Aristotle (384-322 BC), a disciple of Plato and teacher of Alexander of Macedon, is the creator of a philosophical system, in many respects different, and sometimes directly opposite Platonic. In 367 BC. 17-year-old Aristotle entered the Platonic Academy, where he spent more than 20 years, first as a student, and then as a researcher and teacher. In 343 BC. He was invited by the Macedonian King Philip as a tutor for his son Alexander. After Alexander came to power, the philosopher left Macedonia and returned to Athens, where he opened his own school - Lyceum, whose name, like the name of the Platonic Academy, also became a household name.

In Likey, he took a position different from the views of academics. This discrepancy with the teacher was reflected in the famous saying: "Plato is my friend, but the truth is more expensive." In the system of Plato, Aristotle is not satisfied, first of all, with the "doubling of being". He reproaches the teacher and that, having admitted the existence of two worlds, he did not show how the connection between them is realized. "If there are eidos and exist," says Aristotle, "then the things implicated in them would not have arisen if there had not been an appropriate cause." Hence the serious attention that the philosopher gives to the study of the concept of the cause.

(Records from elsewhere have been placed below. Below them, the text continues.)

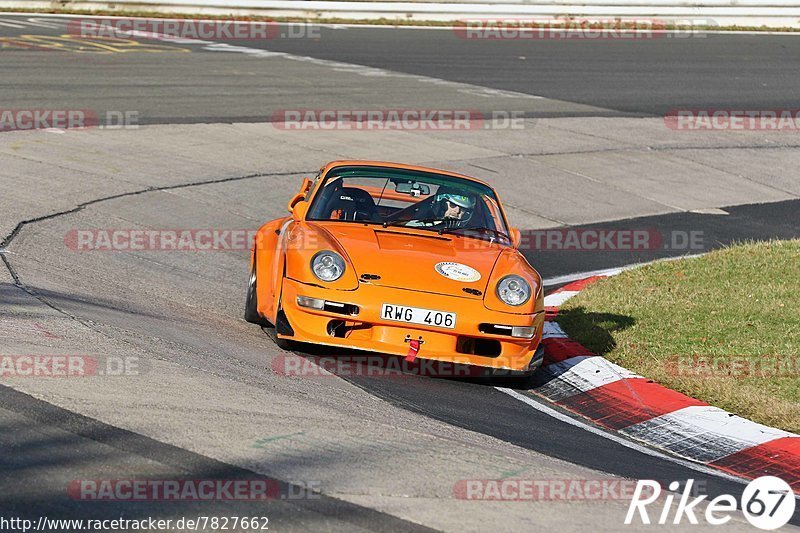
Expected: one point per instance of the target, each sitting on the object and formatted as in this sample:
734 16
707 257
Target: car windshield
409 198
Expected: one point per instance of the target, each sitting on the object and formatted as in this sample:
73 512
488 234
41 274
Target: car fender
268 253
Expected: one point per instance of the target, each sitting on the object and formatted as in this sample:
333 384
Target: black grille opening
493 329
343 328
482 347
342 309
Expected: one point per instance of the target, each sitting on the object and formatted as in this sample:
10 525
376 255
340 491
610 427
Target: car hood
417 259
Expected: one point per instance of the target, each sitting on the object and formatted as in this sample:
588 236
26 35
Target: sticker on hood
457 271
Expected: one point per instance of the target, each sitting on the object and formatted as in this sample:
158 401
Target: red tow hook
413 347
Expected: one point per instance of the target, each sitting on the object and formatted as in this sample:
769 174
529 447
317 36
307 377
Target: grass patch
723 328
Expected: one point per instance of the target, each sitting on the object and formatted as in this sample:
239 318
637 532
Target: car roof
389 164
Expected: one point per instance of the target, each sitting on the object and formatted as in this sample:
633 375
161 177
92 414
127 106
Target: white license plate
418 315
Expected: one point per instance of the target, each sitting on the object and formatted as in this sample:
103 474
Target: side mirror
299 211
299 197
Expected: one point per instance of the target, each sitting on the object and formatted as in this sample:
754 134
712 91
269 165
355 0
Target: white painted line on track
342 26
568 278
703 432
542 408
558 298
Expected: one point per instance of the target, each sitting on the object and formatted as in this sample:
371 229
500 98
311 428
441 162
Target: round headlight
513 290
327 265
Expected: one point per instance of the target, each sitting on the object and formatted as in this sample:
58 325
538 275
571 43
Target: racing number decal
402 313
439 319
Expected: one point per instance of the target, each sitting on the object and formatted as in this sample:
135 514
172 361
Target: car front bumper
368 331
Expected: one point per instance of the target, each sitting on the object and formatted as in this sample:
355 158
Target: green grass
692 324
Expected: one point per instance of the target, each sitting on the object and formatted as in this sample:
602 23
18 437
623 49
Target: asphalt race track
204 400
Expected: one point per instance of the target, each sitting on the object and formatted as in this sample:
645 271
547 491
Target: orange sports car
399 259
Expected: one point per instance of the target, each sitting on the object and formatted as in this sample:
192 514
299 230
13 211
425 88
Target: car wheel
251 313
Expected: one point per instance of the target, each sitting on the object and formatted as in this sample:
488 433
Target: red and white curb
635 407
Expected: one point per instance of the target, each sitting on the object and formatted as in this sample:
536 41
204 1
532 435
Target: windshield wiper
481 229
387 223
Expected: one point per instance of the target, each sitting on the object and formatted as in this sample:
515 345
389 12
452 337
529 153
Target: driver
454 209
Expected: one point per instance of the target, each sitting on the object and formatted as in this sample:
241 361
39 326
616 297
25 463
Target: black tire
251 313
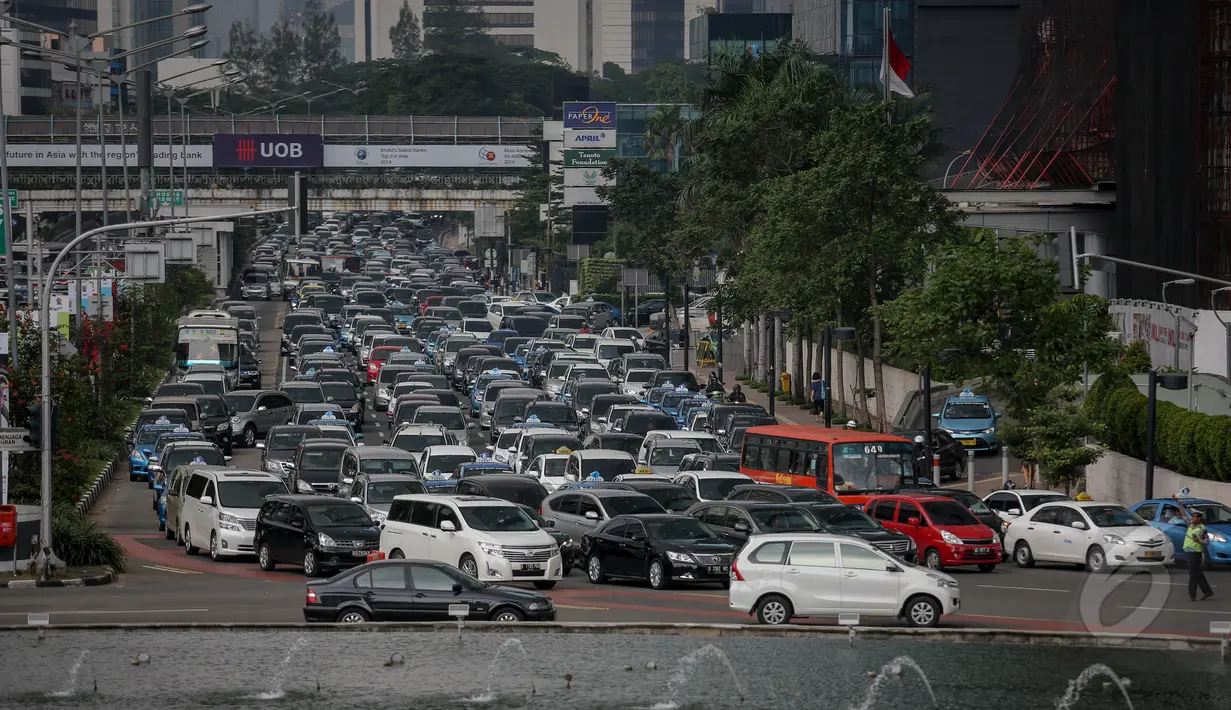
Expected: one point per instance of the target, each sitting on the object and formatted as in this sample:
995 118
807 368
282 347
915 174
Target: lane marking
1023 588
111 612
165 569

Aristotle distinguishes four factors that generate an object, defining them as the causes of the occurrence of any thing.

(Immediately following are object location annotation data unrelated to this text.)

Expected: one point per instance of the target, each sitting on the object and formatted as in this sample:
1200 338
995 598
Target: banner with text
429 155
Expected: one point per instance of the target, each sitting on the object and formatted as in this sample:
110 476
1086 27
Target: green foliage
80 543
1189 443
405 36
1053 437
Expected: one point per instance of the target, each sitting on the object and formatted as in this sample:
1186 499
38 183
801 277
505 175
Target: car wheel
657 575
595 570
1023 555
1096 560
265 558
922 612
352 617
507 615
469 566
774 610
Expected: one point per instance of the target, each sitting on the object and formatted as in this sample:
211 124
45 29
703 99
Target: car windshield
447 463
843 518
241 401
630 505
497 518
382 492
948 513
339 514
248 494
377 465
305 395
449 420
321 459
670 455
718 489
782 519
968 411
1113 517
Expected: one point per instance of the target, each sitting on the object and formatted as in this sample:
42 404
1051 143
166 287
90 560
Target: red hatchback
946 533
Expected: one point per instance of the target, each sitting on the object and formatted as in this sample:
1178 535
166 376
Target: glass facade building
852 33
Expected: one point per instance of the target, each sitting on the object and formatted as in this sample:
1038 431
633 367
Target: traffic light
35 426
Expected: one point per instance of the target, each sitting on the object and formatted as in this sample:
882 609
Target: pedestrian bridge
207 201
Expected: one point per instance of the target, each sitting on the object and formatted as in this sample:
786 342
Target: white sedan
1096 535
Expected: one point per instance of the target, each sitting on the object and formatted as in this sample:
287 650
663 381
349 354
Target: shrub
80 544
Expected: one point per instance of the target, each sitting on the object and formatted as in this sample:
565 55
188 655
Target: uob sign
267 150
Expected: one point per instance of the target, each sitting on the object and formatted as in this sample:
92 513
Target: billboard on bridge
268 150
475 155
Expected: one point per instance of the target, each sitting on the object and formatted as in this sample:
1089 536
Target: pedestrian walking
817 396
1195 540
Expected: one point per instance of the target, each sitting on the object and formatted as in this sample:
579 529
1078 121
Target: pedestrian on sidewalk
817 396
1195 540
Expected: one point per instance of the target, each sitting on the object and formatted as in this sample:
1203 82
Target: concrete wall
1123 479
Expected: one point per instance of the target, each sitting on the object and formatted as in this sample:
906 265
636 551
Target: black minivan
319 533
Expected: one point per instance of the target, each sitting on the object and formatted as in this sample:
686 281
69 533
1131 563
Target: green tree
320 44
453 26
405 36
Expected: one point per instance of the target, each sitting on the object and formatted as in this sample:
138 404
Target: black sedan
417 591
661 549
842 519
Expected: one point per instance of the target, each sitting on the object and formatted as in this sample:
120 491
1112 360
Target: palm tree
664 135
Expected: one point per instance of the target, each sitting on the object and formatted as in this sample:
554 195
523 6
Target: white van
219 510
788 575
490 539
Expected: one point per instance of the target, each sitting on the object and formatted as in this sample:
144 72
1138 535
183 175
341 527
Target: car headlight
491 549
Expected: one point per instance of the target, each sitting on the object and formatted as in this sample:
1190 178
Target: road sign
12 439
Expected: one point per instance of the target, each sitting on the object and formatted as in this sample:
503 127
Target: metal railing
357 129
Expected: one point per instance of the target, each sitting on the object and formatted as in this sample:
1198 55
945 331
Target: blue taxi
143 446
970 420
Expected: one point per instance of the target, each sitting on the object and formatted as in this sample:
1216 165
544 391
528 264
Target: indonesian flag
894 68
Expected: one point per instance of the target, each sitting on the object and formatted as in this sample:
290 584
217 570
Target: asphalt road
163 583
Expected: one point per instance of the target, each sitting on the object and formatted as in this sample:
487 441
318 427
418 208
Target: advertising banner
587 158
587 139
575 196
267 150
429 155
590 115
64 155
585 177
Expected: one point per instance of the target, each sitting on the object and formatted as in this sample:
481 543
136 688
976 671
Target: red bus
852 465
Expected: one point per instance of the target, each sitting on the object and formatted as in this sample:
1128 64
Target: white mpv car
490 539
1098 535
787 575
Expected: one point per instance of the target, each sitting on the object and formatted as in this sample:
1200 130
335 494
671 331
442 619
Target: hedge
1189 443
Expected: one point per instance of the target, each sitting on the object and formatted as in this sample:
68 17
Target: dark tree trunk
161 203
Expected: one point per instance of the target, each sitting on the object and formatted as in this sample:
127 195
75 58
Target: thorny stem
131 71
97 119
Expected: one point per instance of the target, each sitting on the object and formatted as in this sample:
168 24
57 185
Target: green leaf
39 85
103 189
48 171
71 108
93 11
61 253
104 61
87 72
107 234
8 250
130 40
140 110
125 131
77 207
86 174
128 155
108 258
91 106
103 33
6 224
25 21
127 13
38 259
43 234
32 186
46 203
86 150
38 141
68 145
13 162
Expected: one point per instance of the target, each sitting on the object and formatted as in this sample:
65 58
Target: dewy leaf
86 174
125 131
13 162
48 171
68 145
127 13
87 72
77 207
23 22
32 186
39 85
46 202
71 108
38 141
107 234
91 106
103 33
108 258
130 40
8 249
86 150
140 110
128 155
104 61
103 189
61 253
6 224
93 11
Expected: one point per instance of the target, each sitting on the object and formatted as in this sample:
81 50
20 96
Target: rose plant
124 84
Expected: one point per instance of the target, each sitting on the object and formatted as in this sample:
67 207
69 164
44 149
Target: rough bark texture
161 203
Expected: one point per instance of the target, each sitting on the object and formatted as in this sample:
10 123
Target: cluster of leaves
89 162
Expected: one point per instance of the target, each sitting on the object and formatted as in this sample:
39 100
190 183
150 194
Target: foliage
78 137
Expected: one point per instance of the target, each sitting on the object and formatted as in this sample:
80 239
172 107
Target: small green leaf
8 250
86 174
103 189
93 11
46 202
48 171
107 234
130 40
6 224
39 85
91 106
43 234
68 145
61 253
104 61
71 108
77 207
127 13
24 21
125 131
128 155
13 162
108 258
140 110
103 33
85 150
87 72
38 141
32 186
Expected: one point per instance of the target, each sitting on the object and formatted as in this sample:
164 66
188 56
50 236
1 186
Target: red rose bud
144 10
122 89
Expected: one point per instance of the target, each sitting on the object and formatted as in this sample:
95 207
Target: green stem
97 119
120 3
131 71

► To create a thing, for example a copper bowl, you need what it's made of - copper as raw material, or material cause of things.

► In order for this cup to become a cup, it must be appropriately shaped, acting as the formal cause of the cup.

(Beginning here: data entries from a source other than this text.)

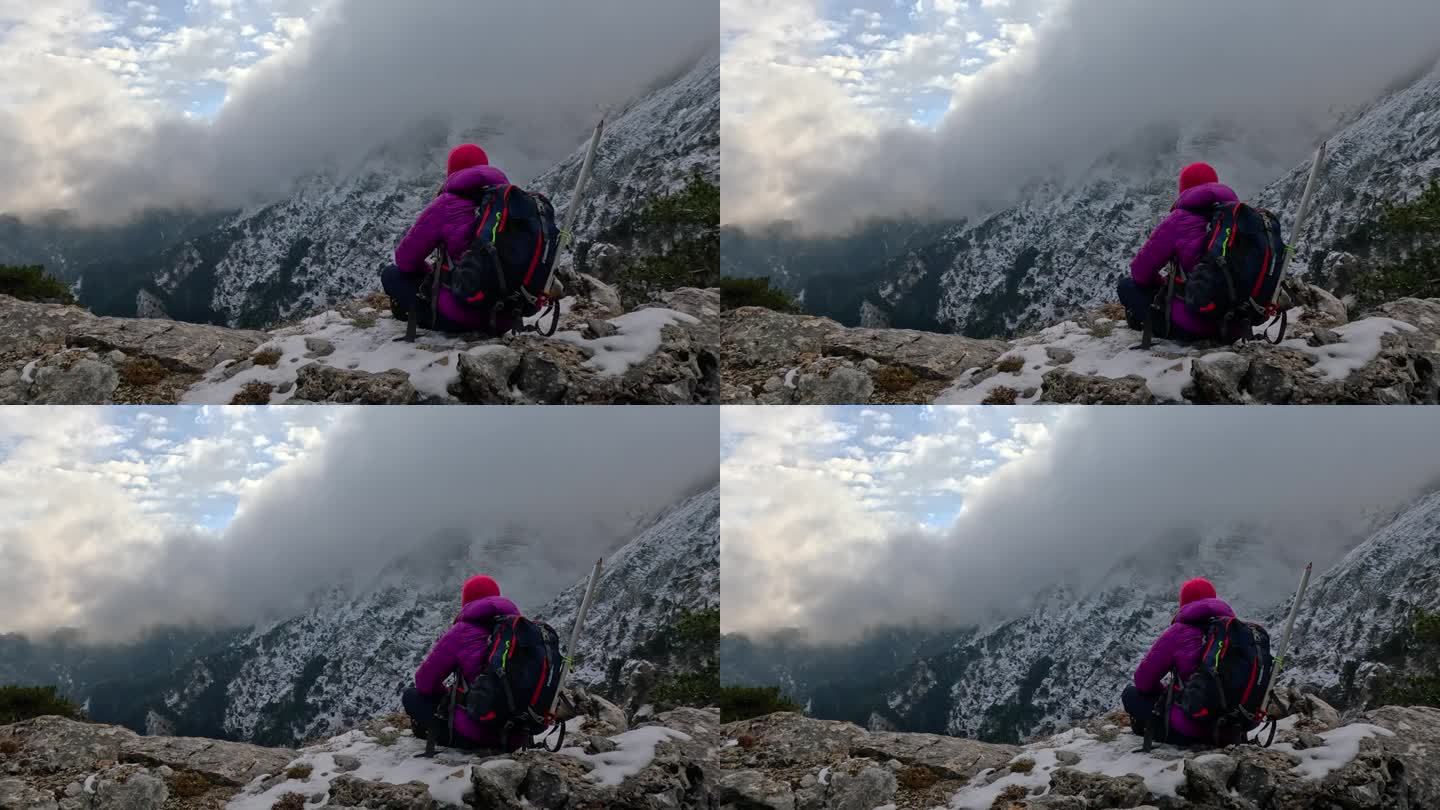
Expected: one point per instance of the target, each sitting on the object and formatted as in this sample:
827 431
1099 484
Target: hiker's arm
441 660
1149 676
1157 252
421 239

► Copper itself will not take the form of a bowl unless you apply a force to it, which is a acting reason.

► Creating a bowl is done in order for it to perform some function, it serves as a means to achieve a certain goal, such is the fourth, target (or ultimate) reason.

Aristotle considers these four reasons for the example created by man, but he is sure that the same reasons underlie the emergence of any, including a natural object. Two of them - material and acting - determine the individual originality of the thing, for example, the cup can be copper or ceramic, made by casting or lenok. Two other reasons - formal and objective - are determined not by individual, but by universally universal, generic characteristics of the subject. Of particular importance is Aristotle's form, because, in order to be a cup, the object must be shaped like a bowl. Consequently, the form is an eternal and unchanging characteristic of a thing, for any cup, whenever, by whomever and from which it is made, will be a cup because of the form. Unlike the Platonic eidos, the form is not in a special intelligible world of pure ideas, but belongs to the thing itself, constituting its inner essence. This essence is revealed through the exploration of a thing by abstracting from particulars and details and concentrating on what belongs to the whole genus of objects of a given class. The form in this context appears as a general law of the structure of things of a certain kind, therefore the knowledge of form gives a universal universal knowledge of all kinds of objects in contrast to the knowledge based on sensory perception - acquaintance, always representing only a single unit. Since the form is contained, albeit in a hidden form, in the objects themselves, unlike the Platonic eidos, it is not fundamentally inaccessible and can be understood by any person who has made efforts to comprehend it. Such a position can be characterized as epistemological democratism.

The historical fate of Aristotelian philosophy turned out to be very difficult. After Alexander's death, "grateful" Athenians remembered who was the educator of the tsar, who deprived Athena of political independence. Aristotle was forced to leave the city, he moved to Asia Minor, where he soon died. His works in Europe were forgotten for more than a thousand years, but Aristotelianism took root in the Arab world. The well-known Arab philosophers Ibn Sina, Al-Farabi and others have apprehended and developed the ideas of Aristotle. Europeans again opened it for themselves only in the era of the crusades.